Лоенгрин, рыцарь Лебедя - Юрий Никитин
Шрифт:
Интервал:
Закладка:
– Эльза, – произнес он тихо, – нам нужно сперва… поговорить.
Она заметила, что он даже не повел глазом по сторонам, словно здесь вся эта роскошь давно знакома и привычна.
Эльза уже собралась с духом настолько, что выдавила любезную улыбку и привычно указала на кресло.
– Извини, – произнес он, – я пока не сяду.
– Что случилось?
– Я еще не вернулся, – пояснил он с бледной улыбкой.
– Мой господин! – вскрикнула она в страхе.
Он успокаивающе выставил перед собой ладони.
– Погоди, выслушай.
– Да, мой господин!
– Я еще не вернулся, – повторил он, – в настоящем смысле слова. Эльза, как я уже говорил, я – рыцарь Ордена.
Она сказала жадно:
– Да-да, ты говорил, это, наверное, очень здорово… Так красиво, торжественно и загадочно!
Он наклонил голову, не опровергая и не соглашаясь.
– Во всех рыцарских орденах, – продолжил так же ровно и настойчиво, – как ты знаешь, все считаются братьями.
Она снова не утерпела:
– Да-да, это так красиво!
Он вздохнул:
– Но ни в одном ордене это положение не соблюдается так ревностно, как в нашем. Вступая в Орден, каждый забывает о своем происхождении, привилегиях, высоких родственниках, своем древнем роде. Зато каждый приобретает такую семью, которой никто на свете не может похвастаться…

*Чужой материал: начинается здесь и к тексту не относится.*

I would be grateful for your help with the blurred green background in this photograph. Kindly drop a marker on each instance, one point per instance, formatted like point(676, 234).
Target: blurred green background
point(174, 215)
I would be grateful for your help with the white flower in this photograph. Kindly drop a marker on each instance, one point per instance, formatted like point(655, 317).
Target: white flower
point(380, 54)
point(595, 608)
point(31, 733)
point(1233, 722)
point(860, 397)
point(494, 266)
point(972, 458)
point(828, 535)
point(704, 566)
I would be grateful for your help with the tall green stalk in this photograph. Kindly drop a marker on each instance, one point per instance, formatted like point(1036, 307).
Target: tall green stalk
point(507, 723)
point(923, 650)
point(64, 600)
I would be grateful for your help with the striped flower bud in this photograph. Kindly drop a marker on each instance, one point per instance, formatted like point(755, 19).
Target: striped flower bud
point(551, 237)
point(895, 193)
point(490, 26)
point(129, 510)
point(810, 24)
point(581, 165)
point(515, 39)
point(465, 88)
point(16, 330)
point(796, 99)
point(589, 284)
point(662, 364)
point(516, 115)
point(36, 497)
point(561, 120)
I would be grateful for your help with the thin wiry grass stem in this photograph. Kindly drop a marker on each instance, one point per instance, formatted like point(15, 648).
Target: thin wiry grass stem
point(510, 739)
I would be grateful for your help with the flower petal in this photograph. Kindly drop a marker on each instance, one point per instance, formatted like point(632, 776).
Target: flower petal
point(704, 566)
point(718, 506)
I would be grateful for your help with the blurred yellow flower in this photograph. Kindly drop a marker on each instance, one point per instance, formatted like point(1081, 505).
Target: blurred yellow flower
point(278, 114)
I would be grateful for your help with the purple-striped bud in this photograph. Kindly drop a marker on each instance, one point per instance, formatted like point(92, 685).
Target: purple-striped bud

Она слушала внимательно и с напряжением, недоумевая, зачем он ей это рассказывает, все время страшилась, что какой-то пункт устава все-таки заставит его уйти, молилась всей душой, чтобы этого не случилось, а она сделает все-все, что этот дивный рыцарь захочет и восхочет…
– Так вот, – сказал он, – ты должна принимать меня таким, каков я есть, и судить меня по моим поступкам. Ты не должна допытываться о моих предках, моем роде, моем происхождении! Человек сам отвечает за свои деяния. Славные предки ни при чем, и благородное происхождение не может служить защитой или быть чем-то весомым в споре или других делах.
Ее сердце едва не взорвалось от нахлынувшего ликования. Она чувствовала, как жаркая кровь бросилась в лицо, прилила к щекам и обожгла уши.
Она прижала руки к груди.
– Доблестнейший рыцарь!.. Я никогда не слышала более благородных и достойных слов!.. Мне отец всегда говорил, что человека нужно судить по его поступкам, ибо простой человек бывает благороднее иного знатного, а знатный нередко оказывается мерзавцем. Да-да-да, я с великой радостью принимаю твое условие! Как и все остальные, что услышу от тебя!
Он вздохнул, в глазах все еще оставалась тревога.
– Эльза…
– Да, мой господин?
– Других условий нет…
– Но даже если бы и были! Мой господин, я клянусь…
Он остановил ее жестом настолько властным, что она умолкла мгновенно. Его лицо оставалось строгим и торжественным.
– Погоди-погоди.
– Слушаю, мой господин!
Он произнес очень серьезно:
– Эльза, это не просто красивое пожелание. Ты должна дать клятву, что никогда-никогда не нарушишь своего обещания не спрашивать меня о моем происхождении.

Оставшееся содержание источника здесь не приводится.